In 1933, archaeologists from the Oriental Institute of the University of Chicago discovered tens of thousands of clay tablets and fragments at Persepolis, the administrative capital of ancient Persia. This archive of documents, compiled around 500 B.C., went on loan to the Oriental Institute, and scholars have been poring over it ever since.

After almost forty years of painstaking work, the Institute published a translation of 2,000 tablets. It proved to be an rich source of unique information on the inner workings of what was at the time the world's largest and most long-lasting empire. Now, after another forty years, the Persepolis Fortification Archive, as the group of tablets is now called, continues to flood researchers with new data about the languages, administration, society, institutions, religion, and art of a realm that stretched from India to Egypt. Nothing like it has been found, before or since.  

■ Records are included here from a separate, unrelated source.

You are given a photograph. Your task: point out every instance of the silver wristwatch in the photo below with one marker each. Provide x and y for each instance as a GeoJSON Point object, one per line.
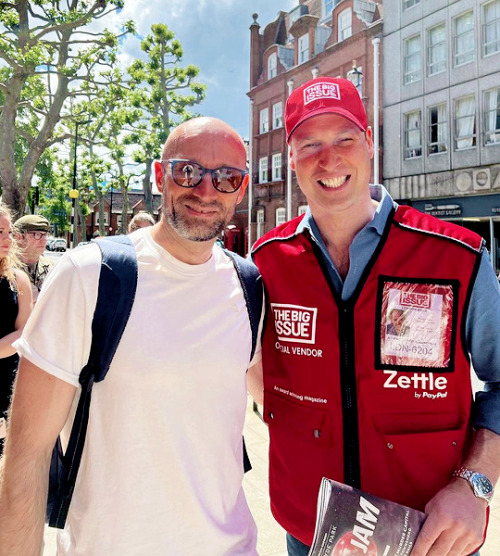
{"type": "Point", "coordinates": [480, 484]}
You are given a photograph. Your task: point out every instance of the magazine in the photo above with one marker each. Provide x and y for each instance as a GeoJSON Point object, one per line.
{"type": "Point", "coordinates": [350, 522]}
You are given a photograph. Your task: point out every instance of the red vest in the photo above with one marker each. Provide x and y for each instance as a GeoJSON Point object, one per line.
{"type": "Point", "coordinates": [374, 391]}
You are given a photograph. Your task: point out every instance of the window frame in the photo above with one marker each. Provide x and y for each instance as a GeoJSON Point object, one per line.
{"type": "Point", "coordinates": [282, 218]}
{"type": "Point", "coordinates": [300, 51]}
{"type": "Point", "coordinates": [486, 113]}
{"type": "Point", "coordinates": [437, 146]}
{"type": "Point", "coordinates": [263, 172]}
{"type": "Point", "coordinates": [438, 47]}
{"type": "Point", "coordinates": [412, 151]}
{"type": "Point", "coordinates": [264, 120]}
{"type": "Point", "coordinates": [277, 170]}
{"type": "Point", "coordinates": [471, 53]}
{"type": "Point", "coordinates": [484, 26]}
{"type": "Point", "coordinates": [272, 69]}
{"type": "Point", "coordinates": [407, 80]}
{"type": "Point", "coordinates": [472, 136]}
{"type": "Point", "coordinates": [341, 36]}
{"type": "Point", "coordinates": [278, 119]}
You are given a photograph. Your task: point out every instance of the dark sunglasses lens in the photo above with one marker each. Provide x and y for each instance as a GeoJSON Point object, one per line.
{"type": "Point", "coordinates": [227, 180]}
{"type": "Point", "coordinates": [187, 174]}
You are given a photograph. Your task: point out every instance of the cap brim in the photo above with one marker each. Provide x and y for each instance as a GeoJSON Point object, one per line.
{"type": "Point", "coordinates": [323, 110]}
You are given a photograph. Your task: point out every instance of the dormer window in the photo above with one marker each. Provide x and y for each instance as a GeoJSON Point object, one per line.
{"type": "Point", "coordinates": [272, 66]}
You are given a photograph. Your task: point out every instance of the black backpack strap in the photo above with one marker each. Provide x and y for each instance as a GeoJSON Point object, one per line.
{"type": "Point", "coordinates": [116, 293]}
{"type": "Point", "coordinates": [251, 283]}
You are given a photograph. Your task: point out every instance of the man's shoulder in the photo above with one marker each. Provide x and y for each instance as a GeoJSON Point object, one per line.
{"type": "Point", "coordinates": [283, 232]}
{"type": "Point", "coordinates": [412, 219]}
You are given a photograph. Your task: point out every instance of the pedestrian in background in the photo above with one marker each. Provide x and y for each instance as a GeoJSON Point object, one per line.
{"type": "Point", "coordinates": [162, 466]}
{"type": "Point", "coordinates": [15, 307]}
{"type": "Point", "coordinates": [31, 232]}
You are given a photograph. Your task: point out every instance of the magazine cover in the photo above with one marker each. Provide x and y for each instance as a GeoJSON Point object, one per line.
{"type": "Point", "coordinates": [350, 522]}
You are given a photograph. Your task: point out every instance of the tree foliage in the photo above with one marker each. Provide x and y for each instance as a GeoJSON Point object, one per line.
{"type": "Point", "coordinates": [48, 51]}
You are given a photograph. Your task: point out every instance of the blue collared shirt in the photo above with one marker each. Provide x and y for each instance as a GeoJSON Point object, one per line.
{"type": "Point", "coordinates": [483, 316]}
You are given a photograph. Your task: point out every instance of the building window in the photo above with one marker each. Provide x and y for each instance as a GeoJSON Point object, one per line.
{"type": "Point", "coordinates": [277, 115]}
{"type": "Point", "coordinates": [465, 123]}
{"type": "Point", "coordinates": [260, 223]}
{"type": "Point", "coordinates": [463, 41]}
{"type": "Point", "coordinates": [328, 6]}
{"type": "Point", "coordinates": [272, 66]}
{"type": "Point", "coordinates": [98, 218]}
{"type": "Point", "coordinates": [264, 121]}
{"type": "Point", "coordinates": [344, 24]}
{"type": "Point", "coordinates": [436, 49]}
{"type": "Point", "coordinates": [277, 167]}
{"type": "Point", "coordinates": [413, 134]}
{"type": "Point", "coordinates": [438, 129]}
{"type": "Point", "coordinates": [280, 216]}
{"type": "Point", "coordinates": [303, 48]}
{"type": "Point", "coordinates": [263, 170]}
{"type": "Point", "coordinates": [407, 4]}
{"type": "Point", "coordinates": [491, 27]}
{"type": "Point", "coordinates": [492, 116]}
{"type": "Point", "coordinates": [412, 60]}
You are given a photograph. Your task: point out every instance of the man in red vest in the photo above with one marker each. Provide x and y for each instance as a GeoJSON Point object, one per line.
{"type": "Point", "coordinates": [345, 396]}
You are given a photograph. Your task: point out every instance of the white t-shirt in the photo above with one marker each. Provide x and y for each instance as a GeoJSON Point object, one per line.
{"type": "Point", "coordinates": [162, 469]}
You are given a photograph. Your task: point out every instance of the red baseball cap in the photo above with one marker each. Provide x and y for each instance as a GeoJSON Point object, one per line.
{"type": "Point", "coordinates": [324, 95]}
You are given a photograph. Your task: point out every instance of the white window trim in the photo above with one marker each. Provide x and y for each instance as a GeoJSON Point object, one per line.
{"type": "Point", "coordinates": [276, 165]}
{"type": "Point", "coordinates": [264, 120]}
{"type": "Point", "coordinates": [303, 39]}
{"type": "Point", "coordinates": [342, 28]}
{"type": "Point", "coordinates": [280, 216]}
{"type": "Point", "coordinates": [272, 65]}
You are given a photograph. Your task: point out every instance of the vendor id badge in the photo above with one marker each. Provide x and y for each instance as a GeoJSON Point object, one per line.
{"type": "Point", "coordinates": [416, 325]}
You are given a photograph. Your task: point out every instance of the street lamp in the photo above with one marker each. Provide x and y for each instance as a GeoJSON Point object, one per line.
{"type": "Point", "coordinates": [74, 192]}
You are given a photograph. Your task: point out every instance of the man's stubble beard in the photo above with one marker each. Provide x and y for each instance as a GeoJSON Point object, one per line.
{"type": "Point", "coordinates": [191, 228]}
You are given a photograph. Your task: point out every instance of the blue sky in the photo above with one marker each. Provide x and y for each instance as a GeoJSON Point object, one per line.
{"type": "Point", "coordinates": [215, 37]}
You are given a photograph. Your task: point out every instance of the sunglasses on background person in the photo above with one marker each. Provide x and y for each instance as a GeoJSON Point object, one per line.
{"type": "Point", "coordinates": [37, 235]}
{"type": "Point", "coordinates": [187, 173]}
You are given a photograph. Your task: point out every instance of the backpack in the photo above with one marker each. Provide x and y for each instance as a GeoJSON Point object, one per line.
{"type": "Point", "coordinates": [116, 293]}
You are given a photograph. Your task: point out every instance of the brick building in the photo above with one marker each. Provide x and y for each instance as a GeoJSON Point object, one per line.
{"type": "Point", "coordinates": [442, 103]}
{"type": "Point", "coordinates": [318, 37]}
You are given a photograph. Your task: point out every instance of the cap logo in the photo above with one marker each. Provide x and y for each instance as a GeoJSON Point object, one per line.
{"type": "Point", "coordinates": [321, 90]}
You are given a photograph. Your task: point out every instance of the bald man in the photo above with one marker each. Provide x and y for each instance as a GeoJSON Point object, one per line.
{"type": "Point", "coordinates": [162, 470]}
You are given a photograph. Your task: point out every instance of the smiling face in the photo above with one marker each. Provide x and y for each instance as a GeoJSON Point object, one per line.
{"type": "Point", "coordinates": [200, 213]}
{"type": "Point", "coordinates": [5, 236]}
{"type": "Point", "coordinates": [331, 157]}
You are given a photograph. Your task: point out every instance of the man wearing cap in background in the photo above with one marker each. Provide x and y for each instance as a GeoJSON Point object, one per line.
{"type": "Point", "coordinates": [391, 415]}
{"type": "Point", "coordinates": [31, 235]}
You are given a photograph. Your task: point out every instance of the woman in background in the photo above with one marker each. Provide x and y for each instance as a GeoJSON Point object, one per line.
{"type": "Point", "coordinates": [15, 307]}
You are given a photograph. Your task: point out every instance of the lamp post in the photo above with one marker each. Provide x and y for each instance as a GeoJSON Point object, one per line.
{"type": "Point", "coordinates": [74, 194]}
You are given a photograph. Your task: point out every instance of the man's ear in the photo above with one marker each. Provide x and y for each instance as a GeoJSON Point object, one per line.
{"type": "Point", "coordinates": [241, 192]}
{"type": "Point", "coordinates": [159, 173]}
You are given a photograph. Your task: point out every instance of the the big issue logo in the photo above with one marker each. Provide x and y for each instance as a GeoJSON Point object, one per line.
{"type": "Point", "coordinates": [295, 324]}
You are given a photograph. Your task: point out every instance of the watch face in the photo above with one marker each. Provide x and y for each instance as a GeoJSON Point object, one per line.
{"type": "Point", "coordinates": [482, 486]}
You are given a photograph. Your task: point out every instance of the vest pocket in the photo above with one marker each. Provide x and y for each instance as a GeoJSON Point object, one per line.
{"type": "Point", "coordinates": [416, 454]}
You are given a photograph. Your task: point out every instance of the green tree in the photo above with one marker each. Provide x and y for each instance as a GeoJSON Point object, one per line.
{"type": "Point", "coordinates": [163, 90]}
{"type": "Point", "coordinates": [48, 51]}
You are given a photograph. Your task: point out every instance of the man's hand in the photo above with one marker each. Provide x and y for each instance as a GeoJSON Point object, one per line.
{"type": "Point", "coordinates": [456, 522]}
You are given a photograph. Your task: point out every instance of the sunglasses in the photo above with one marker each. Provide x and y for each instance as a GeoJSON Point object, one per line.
{"type": "Point", "coordinates": [38, 235]}
{"type": "Point", "coordinates": [187, 173]}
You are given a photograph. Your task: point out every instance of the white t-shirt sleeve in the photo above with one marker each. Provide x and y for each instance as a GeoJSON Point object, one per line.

But since 2004 the Persepolis Fortification Archive has been a hotly contested prize in a legal dispute now unfolding in a federal courtroom in Chicago. Victims of terrorist attacks linked to Iran want to force the sale of the tablets in order to collect on more than $3 billion in judgments they hold against Iran. If the archive goes on the auction block, it will be the first time most of these plaintiffs have received compensation for the atrocities they have endured. However, such a sale would mean breaking up the archive, perhaps even seeing the tablets disappear from further access, and it would come at a high price: the destruction of an irreplaceable ancient artifact that is invaluable not only to scholars of the past but also to the people of Iran, and to Americans of Iranian heritage, for whom it is a vital part of their present culture and identity.

Matthew W. Stolper, a professor of Assyriology at the Oriental Institute and the Department of Near Eastern Languages and Civilizations at the University of Chicago, is the director of the Persepolis Fortification Archive Project, an emergency task force now working urgently to record as much information as possible about these documents while they remain available. He will describe the Persepolis Fortification Archive and discuss its value, the lawsuit that could lead to its sale, and what the Persepolis Fortification Archive Project is doing to meet this crisis.